Fred N. Richard

Bawdy-House Mother

Chapter 1

It was ten-thirty on a beautiful April morning when Conchi Thorne, the woman in Apartment 6-B, looked at her nude self in the bathroom mirror. She was preparing herself for Keith Broys who would come to her at eleven.

Her breasts showed fair and firm in the long mirror; coral tipped and slightly aquiver in their nudity. The taper of her waist flared gently into the span of her hips where the thick patch of brown curly hair made an almost perfect triangle on her belly. Her thighs, so exquisitely turned, gave way to dimpled knees and curving calf's, to slender ankles and well-molded feet.

Conchi was a pretty picture indeed. Light brown hair fell to her shoulders where its softness curled inward to frame dark brown eyes and sensual lips-lips that were pleasingly red without the aid of lipstick.

A birthmark, shaped like a small aspen leaf, marked the creamy skin on her left hip. And if that could be called a flaw it was the only one on Conchi's body.

Conchi leaned closer to the mirror as she examined the flesh on her cheeks. She could see that Keith's "medicine" was helping to keep them pink and fresh. Today she would have another of her special kind. She would never grow old as long as she could get the kind of tonic that Keith gave her.

No one seeing her now, so nude, so vibrant, so shameless, would ever guess that she was in fact fifty-an age when the mildew of frustration, worry, and regret keeps most women far away from sex.

But not Conchi! She would not be turned aside from her own special kind of "sex." Not even because she had never fully realized the real thing. Conchi was a virgin intactus! An erotic mystery to the few who knew about her chastity.
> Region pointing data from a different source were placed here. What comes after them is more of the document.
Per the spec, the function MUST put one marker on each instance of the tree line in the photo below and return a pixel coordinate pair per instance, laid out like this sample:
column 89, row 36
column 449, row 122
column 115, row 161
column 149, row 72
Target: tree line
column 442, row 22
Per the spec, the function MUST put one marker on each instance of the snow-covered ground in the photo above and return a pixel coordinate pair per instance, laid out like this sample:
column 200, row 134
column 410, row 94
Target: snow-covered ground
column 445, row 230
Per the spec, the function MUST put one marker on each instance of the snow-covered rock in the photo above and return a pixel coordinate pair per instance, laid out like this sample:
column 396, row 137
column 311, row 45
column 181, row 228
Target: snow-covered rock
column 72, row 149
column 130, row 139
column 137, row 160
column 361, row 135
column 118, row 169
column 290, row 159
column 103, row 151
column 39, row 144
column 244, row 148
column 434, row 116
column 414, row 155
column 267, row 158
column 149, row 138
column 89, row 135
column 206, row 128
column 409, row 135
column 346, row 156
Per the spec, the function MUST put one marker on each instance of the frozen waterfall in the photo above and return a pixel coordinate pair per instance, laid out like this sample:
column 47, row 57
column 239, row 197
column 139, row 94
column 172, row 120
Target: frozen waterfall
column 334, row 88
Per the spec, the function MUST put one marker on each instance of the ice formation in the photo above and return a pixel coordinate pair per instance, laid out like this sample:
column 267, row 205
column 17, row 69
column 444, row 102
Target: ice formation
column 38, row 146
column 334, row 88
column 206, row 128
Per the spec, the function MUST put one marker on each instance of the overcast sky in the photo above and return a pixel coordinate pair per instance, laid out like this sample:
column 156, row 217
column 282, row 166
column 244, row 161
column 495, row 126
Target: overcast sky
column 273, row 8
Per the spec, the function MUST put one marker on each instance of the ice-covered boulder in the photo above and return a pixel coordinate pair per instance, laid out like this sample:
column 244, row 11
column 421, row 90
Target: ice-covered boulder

When the self-inspection of her goodies was completed Conchi slipped into a filmy black net bra-and-pantie set. She topped the set with a black flowing gown that concealed nothing beneath it, for on these special mornings she wanted it that way.

In the living room of her superb apartment she pulled the drapes so the world outside could not be seen. After switching on the two lamps by the divan she pushed a tape into the stereo and the throaty chansons of a French singer breathed sound into the room.

Conchi hummed to herself as she unlocked the cabinet where she kept her special photos. There were twelve prints in all; each one a black-and-white enlargement of herself. They had been taken ten years before by a photographer who would remember the assignment until the day he died. She carried the photos to the glass-topped table in front of the divan and placed them there.